Even so, the Democratic Party has at least placed on the table a semi-comprehensive domestic economic plan, and that is more than the Republican Party has offered to date and that is what President Bush needs to begin to do tonight. Bill Clinton’s approach strongly emphasizes capital formation, incentives for business investment, tax credits for research and development, and a capital-gains tax cut for small-firm start-ups. It also addresses the need for investment in infrastructure and human capital.

THE REPUBLICAN PROBLEM: By contrast, the Republican Party has to defend a dreary economic record. Sure, the worldwide recession is hardly the Republicans’ fault--it’s an international mess, and even the once-thought-invincible Japanese economy is in the throes of the recession blues. But the U.S. slowdown is very troubling. Few jobs are being created and many are disappearing. And jobs increasingly feature little or no health care benefits and little or no retirement protection. And the top U.S. industrial companies are “restructuring”--and in the process employed 3.7 million fewer workers last year than 10 years ago.

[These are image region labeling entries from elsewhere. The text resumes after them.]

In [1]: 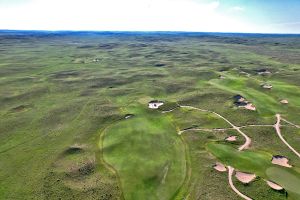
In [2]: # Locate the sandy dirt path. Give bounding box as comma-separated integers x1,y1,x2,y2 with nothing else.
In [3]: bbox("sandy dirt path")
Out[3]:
228,166,252,200
281,118,300,128
274,114,300,158
180,105,251,151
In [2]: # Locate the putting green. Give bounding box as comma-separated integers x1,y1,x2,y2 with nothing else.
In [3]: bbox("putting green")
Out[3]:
103,109,186,199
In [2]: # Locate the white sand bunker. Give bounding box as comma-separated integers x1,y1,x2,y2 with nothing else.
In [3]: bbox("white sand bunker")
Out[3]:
225,135,237,142
235,171,256,183
244,103,256,110
272,155,292,167
280,99,289,104
148,100,164,109
213,162,227,172
267,181,283,190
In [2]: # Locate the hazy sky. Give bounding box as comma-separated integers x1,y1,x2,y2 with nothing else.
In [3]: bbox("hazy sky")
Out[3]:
0,0,300,33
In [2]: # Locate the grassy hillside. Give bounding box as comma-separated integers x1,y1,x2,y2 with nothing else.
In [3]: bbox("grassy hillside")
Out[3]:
0,31,300,200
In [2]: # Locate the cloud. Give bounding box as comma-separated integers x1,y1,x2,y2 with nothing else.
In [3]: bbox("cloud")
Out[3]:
0,0,253,32
230,6,245,12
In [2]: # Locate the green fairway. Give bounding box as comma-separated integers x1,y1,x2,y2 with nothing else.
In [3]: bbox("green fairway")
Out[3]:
100,109,186,199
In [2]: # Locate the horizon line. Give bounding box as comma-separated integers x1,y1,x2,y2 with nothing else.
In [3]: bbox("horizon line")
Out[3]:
0,29,300,35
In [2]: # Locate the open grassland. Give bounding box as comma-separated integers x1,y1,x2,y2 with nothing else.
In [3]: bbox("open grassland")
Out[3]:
0,31,300,200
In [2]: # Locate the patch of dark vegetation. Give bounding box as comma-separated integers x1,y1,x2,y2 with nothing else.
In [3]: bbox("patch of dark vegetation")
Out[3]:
128,43,148,48
11,105,30,112
52,70,81,79
77,45,95,49
67,160,96,178
80,89,95,97
64,145,84,155
89,77,130,89
0,87,49,103
98,43,120,50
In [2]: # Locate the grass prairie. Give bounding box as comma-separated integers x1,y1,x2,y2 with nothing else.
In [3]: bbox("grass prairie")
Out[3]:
0,31,300,200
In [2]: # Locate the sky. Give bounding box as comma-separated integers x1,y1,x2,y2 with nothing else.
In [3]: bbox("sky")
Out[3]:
0,0,300,33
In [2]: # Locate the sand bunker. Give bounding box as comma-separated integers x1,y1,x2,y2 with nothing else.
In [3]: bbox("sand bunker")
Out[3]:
272,155,292,167
213,162,227,172
280,99,289,104
148,100,164,109
267,181,283,190
235,171,256,183
225,135,236,142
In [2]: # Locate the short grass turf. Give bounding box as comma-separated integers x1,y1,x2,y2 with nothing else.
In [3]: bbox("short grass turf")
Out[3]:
101,108,186,199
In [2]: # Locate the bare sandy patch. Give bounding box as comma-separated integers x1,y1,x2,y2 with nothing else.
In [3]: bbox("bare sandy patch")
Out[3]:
280,99,289,104
267,181,283,190
244,103,256,110
235,171,256,183
225,135,237,142
272,155,292,167
213,162,227,172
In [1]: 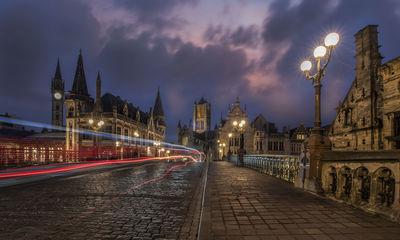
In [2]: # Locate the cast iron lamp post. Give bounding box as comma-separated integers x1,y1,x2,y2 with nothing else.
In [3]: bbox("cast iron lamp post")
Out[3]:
232,119,246,166
300,32,339,135
300,32,339,193
228,133,233,161
88,118,104,158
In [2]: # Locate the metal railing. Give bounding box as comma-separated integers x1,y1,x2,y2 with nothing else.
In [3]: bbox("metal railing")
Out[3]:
230,154,300,183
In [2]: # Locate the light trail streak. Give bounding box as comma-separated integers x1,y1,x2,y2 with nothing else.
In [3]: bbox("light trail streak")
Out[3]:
132,161,193,190
0,116,201,155
0,155,197,179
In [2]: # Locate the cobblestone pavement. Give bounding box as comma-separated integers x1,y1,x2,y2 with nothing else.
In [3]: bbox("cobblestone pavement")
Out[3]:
0,162,202,240
202,162,400,240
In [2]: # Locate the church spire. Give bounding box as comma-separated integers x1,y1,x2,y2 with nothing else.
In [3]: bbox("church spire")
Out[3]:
153,88,164,119
52,58,64,91
95,71,102,112
71,50,89,96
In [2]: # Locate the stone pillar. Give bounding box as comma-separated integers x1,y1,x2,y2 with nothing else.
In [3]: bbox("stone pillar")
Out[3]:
304,130,331,194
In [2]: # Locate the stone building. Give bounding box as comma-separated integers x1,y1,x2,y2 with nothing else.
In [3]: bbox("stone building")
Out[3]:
216,99,290,158
177,97,215,159
330,25,400,150
289,123,311,155
320,25,400,220
51,52,166,151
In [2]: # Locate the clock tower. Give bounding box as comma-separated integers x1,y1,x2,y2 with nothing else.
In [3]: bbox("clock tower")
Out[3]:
51,60,64,127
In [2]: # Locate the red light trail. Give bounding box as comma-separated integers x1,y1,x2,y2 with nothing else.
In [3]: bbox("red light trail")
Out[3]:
0,155,197,179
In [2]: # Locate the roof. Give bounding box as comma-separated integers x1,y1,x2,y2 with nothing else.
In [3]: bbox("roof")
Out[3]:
71,51,89,96
101,93,150,124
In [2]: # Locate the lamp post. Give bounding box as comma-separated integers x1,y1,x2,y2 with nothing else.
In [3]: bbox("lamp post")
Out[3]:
300,32,339,193
88,118,104,158
133,131,140,157
232,119,246,166
228,133,233,161
300,32,339,135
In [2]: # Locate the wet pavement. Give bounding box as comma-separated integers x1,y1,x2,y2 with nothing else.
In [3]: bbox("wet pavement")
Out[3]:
202,162,400,240
0,162,202,240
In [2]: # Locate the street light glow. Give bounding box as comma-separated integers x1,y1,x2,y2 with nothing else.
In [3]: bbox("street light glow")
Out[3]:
324,32,340,47
314,46,326,58
300,60,312,72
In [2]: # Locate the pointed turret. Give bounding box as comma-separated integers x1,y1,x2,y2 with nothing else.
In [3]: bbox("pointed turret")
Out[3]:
71,50,89,96
95,71,102,112
52,59,64,90
153,88,164,120
51,59,64,127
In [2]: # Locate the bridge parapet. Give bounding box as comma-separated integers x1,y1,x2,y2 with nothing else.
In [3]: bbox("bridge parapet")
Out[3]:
230,154,300,183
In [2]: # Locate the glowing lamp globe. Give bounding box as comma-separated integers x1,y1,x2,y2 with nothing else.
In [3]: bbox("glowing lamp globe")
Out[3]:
314,46,326,58
324,32,340,47
300,60,312,72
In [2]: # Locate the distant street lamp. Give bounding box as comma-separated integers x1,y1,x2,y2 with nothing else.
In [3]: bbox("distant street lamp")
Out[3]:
300,32,339,134
133,131,140,157
232,119,246,166
88,118,104,158
228,133,233,161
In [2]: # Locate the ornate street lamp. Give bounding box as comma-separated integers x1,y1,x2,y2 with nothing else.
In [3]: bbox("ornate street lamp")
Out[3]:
228,133,233,161
300,32,339,134
88,118,104,158
232,119,246,166
133,131,140,157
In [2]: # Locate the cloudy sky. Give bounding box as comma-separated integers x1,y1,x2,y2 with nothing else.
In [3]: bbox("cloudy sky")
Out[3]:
0,0,400,138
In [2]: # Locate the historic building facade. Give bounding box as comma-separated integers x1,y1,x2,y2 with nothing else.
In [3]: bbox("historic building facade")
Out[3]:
321,25,400,220
215,99,290,158
330,25,400,151
51,52,166,151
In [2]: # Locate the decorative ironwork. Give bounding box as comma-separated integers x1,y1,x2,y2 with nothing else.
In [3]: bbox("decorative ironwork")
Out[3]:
231,154,300,183
341,168,353,199
329,168,337,194
377,168,395,207
357,168,371,202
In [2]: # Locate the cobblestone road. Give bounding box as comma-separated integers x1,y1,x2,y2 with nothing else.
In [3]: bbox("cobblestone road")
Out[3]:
0,159,202,240
203,162,400,240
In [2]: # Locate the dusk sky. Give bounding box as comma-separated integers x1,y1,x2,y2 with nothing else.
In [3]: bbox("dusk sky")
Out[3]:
0,0,400,139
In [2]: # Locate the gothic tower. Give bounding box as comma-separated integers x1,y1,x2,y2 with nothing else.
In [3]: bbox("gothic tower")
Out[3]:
51,60,64,127
193,98,211,133
65,51,93,150
152,88,166,135
350,25,382,150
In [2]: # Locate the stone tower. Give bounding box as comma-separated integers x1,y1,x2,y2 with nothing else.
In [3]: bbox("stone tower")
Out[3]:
150,88,166,136
193,98,211,133
330,25,383,151
65,51,94,150
354,25,382,150
51,60,64,127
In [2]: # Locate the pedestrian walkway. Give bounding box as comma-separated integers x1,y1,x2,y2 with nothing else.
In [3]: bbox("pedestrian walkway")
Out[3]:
202,162,400,240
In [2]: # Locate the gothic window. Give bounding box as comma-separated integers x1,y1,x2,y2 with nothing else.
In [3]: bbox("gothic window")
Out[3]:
376,168,395,207
393,112,400,149
355,167,371,202
68,107,74,117
344,109,351,126
340,167,353,200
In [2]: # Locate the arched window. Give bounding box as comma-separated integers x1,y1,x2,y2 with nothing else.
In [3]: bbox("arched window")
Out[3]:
375,168,395,207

It’s not realistic to expect George Bush to admit his failures as a domestic President. But if he is going to point to his successes in foreign policy--and indeed he has some to be proud of--he cannot ask America to permit him to rest on his laurels. He cannot fairly expect to be deeply convincing in his call for four more years if his domestic economic policy would be no less lackluster than in the last four. The incumbent President needs to use this occasion to paint a picture of how he would help America get back on its economic feet.